The community of microorganisms that live in the human gut has been shown to confer all kinds of health benefits. Now, an international team of researchers has shown in mice that a healthy gut microbiome is important for recovery after a heart attack.
Writing today (Oct. 8, 2018) in the journal Circulation, a team led by surgeon Patrick Hsieh of the Institute of Biomedical Sciences at Academia Sinica in Taipei, Taiwan, in collaboration with researchers from the University of Wisconsin-Madison, reports on experiments that show mice recovering from heart attacks are more likely to die if treated with antibiotics, a common intervention in hospitalized patients.
“This is a new thing to add to the list of potential complications” for recovery from a heart attack, says Timothy Kamp, a UW-Madison professor of medicine and cardiologist who contributed to the new study.
It is common, Kamp explains, for hospitalized patients to be dosed with broad spectrum antibiotics to treat a variety of infections, and some of these patients have heart attacks.
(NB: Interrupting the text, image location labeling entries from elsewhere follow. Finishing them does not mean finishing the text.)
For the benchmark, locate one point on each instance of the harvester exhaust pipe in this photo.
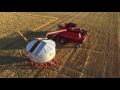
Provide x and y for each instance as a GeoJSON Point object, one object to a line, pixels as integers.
{"type": "Point", "coordinates": [26, 40]}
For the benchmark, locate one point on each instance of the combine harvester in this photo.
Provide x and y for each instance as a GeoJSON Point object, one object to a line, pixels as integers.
{"type": "Point", "coordinates": [42, 51]}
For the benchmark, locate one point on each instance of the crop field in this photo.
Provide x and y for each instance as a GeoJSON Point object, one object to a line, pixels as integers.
{"type": "Point", "coordinates": [98, 56]}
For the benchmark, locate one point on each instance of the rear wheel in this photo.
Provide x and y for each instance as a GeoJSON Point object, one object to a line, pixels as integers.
{"type": "Point", "coordinates": [77, 45]}
{"type": "Point", "coordinates": [63, 40]}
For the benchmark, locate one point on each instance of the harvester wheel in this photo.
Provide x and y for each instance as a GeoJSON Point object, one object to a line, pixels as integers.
{"type": "Point", "coordinates": [62, 40]}
{"type": "Point", "coordinates": [77, 45]}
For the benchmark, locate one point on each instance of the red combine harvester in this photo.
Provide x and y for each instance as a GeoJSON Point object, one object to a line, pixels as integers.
{"type": "Point", "coordinates": [68, 32]}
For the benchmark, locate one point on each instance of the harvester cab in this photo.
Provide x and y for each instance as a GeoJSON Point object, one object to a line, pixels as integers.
{"type": "Point", "coordinates": [68, 32]}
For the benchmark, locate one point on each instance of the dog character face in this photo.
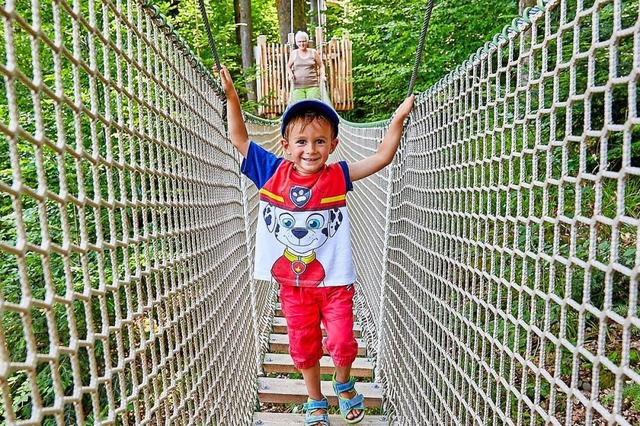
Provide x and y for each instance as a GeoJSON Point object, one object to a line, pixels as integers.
{"type": "Point", "coordinates": [302, 232]}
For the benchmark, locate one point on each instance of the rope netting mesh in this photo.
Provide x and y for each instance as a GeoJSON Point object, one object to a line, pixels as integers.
{"type": "Point", "coordinates": [497, 257]}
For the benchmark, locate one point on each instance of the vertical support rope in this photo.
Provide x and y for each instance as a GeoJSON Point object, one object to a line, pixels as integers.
{"type": "Point", "coordinates": [291, 13]}
{"type": "Point", "coordinates": [212, 45]}
{"type": "Point", "coordinates": [416, 65]}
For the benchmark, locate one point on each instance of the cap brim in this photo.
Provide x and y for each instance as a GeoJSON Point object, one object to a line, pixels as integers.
{"type": "Point", "coordinates": [316, 105]}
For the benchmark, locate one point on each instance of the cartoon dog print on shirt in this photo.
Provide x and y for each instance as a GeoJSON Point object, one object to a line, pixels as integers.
{"type": "Point", "coordinates": [301, 232]}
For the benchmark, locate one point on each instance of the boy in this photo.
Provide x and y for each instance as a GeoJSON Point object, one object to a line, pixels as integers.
{"type": "Point", "coordinates": [303, 237]}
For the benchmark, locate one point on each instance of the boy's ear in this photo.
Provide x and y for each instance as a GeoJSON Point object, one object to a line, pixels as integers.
{"type": "Point", "coordinates": [285, 145]}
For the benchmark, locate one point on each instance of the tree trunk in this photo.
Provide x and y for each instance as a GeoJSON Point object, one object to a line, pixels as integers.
{"type": "Point", "coordinates": [244, 34]}
{"type": "Point", "coordinates": [284, 18]}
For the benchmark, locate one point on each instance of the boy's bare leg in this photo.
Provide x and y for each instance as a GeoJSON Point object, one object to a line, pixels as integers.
{"type": "Point", "coordinates": [311, 377]}
{"type": "Point", "coordinates": [343, 374]}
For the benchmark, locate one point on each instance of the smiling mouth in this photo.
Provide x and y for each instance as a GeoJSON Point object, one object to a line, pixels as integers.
{"type": "Point", "coordinates": [298, 243]}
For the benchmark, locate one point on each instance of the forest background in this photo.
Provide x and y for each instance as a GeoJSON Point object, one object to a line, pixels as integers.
{"type": "Point", "coordinates": [385, 36]}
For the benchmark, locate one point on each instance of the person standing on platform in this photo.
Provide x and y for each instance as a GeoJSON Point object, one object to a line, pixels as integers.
{"type": "Point", "coordinates": [305, 70]}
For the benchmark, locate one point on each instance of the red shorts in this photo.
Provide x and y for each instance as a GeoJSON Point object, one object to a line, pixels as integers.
{"type": "Point", "coordinates": [304, 308]}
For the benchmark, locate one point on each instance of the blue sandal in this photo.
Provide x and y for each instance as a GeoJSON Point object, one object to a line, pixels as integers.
{"type": "Point", "coordinates": [312, 405]}
{"type": "Point", "coordinates": [346, 404]}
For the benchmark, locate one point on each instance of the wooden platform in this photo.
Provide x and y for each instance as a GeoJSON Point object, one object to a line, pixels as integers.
{"type": "Point", "coordinates": [282, 363]}
{"type": "Point", "coordinates": [281, 419]}
{"type": "Point", "coordinates": [285, 391]}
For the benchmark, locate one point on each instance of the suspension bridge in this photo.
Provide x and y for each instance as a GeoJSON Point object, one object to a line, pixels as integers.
{"type": "Point", "coordinates": [497, 257]}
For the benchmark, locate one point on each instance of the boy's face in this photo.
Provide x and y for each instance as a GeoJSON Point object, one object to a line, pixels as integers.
{"type": "Point", "coordinates": [309, 145]}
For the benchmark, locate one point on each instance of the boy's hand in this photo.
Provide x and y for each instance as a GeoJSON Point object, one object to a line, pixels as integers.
{"type": "Point", "coordinates": [405, 107]}
{"type": "Point", "coordinates": [225, 80]}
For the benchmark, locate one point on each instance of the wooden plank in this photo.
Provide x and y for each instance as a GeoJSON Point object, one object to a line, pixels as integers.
{"type": "Point", "coordinates": [282, 363]}
{"type": "Point", "coordinates": [280, 343]}
{"type": "Point", "coordinates": [285, 391]}
{"type": "Point", "coordinates": [280, 326]}
{"type": "Point", "coordinates": [281, 419]}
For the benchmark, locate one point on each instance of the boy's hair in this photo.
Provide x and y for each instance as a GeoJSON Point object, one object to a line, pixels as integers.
{"type": "Point", "coordinates": [306, 111]}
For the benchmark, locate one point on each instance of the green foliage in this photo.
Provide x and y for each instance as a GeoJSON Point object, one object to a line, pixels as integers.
{"type": "Point", "coordinates": [385, 38]}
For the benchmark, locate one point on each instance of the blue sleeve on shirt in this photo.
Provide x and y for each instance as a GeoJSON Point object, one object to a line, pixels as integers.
{"type": "Point", "coordinates": [347, 179]}
{"type": "Point", "coordinates": [260, 164]}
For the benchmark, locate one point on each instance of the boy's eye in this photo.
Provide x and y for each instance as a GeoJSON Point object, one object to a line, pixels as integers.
{"type": "Point", "coordinates": [315, 221]}
{"type": "Point", "coordinates": [287, 221]}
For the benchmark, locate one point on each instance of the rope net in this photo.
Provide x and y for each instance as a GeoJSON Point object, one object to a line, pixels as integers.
{"type": "Point", "coordinates": [497, 257]}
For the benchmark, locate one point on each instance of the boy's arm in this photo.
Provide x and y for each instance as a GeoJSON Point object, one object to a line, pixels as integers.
{"type": "Point", "coordinates": [237, 129]}
{"type": "Point", "coordinates": [388, 147]}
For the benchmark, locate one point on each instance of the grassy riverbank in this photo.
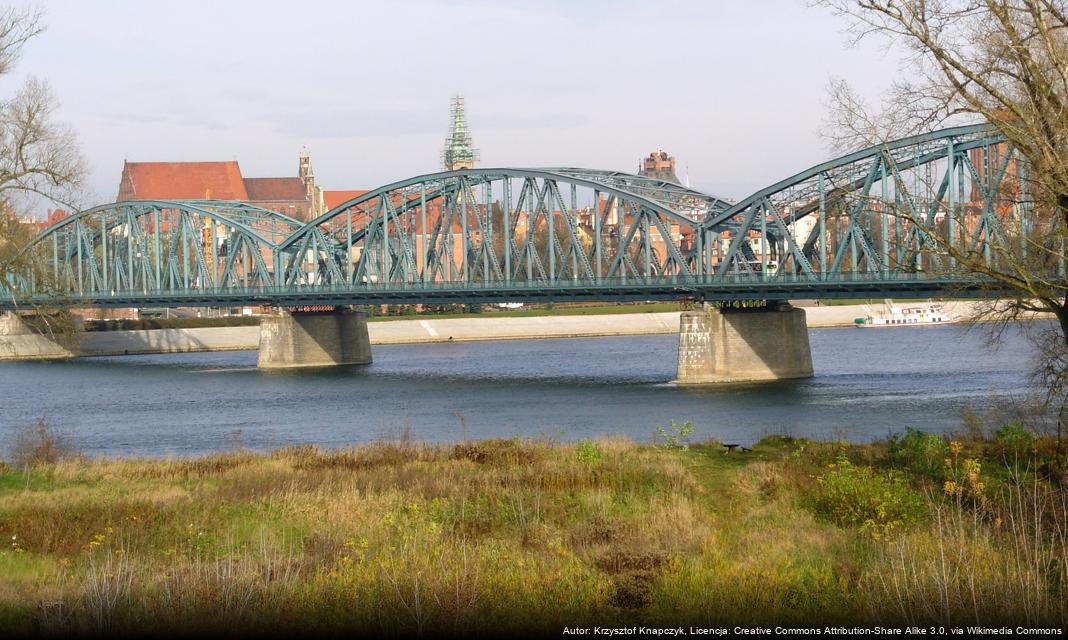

But antibiotics can be indiscriminate and eliminate not only bad microbial players, but also the microbes we depend on to stay healthy, including the trillions of fungi and bacteria that help make up the gut microbiome.
Working in collaboration with microbiome expert and UW-Madison Professor of Bacteriology Federico Rey, Hsieh and Kamp treated mice with antibiotics to deplete the gut microbiome a week prior to experimentally inducing myocardial infarction or heart attack.
The depleted microbiome, the team found, tamps down the production of a set of three short-chain fatty acids, which are produced as the gut’s community of microorganism’s metabolizes food and which act as important chemical messengers to the body’s immune system. The diminished response, says Hsieh, “impacts the immune response and the repair response after myocardial infarction.”
Conversely, when the mouse microbiome is restored through a fecal transplant, the researchers observed an uptick in mouse physiological well-being and survival. And in mice that had their microbiomes boosted through the use of probiotics or other interventions prior to a heart attack, increased cardioprotective effects and survival were the hallmark effects. Previous studies in healthy mice have shown that the microbiome influences gene expression and the deployment of the short-chain fatty acids that help regulate immune response.
The current study showed that production of a small set of short-chain fatty acids was diminished by a depleted microbiome, but there likely are many more players — perhaps thousands — that may also be affected and that play a role in the immune response to a heart attack, says Kamp.
The research also showed that heart attacks themselves influence the health of the microbiome: “We found changes after myocardial infarction even without any antibiotics,” notes Rey. “Your microbiome changes as a result of a heart attack.”
However, the key finding — that a depleted microbiome and its diminished production of short-chain fatty acids blunts recovery from a heart attack — suggests that clinical intervention to manipulate the microbiome through a more nuanced use of antibiotics and supplementing it with probiotics will help human patients recover faster and more robustly from heart attacks, says Kamp. He adds that the study also identifies the short-chain fatty acids themselves as a potential therapeutic target to bolster a favorable immune response in the context of cardiovascular disease, one of the leading causes of death in industrialized societies. “The immune system and inflammation play a role in repair from a heart attack. We’ve known about the relationship between the microbiome and immune response. Now we’re getting at how that relationship works after a heart attack.”
The study was supported by a grant from the University of Wisconsin-Madison’s Microbiome Initiative administered by the Office of the Vice Chancellor for Research and Graduate Education.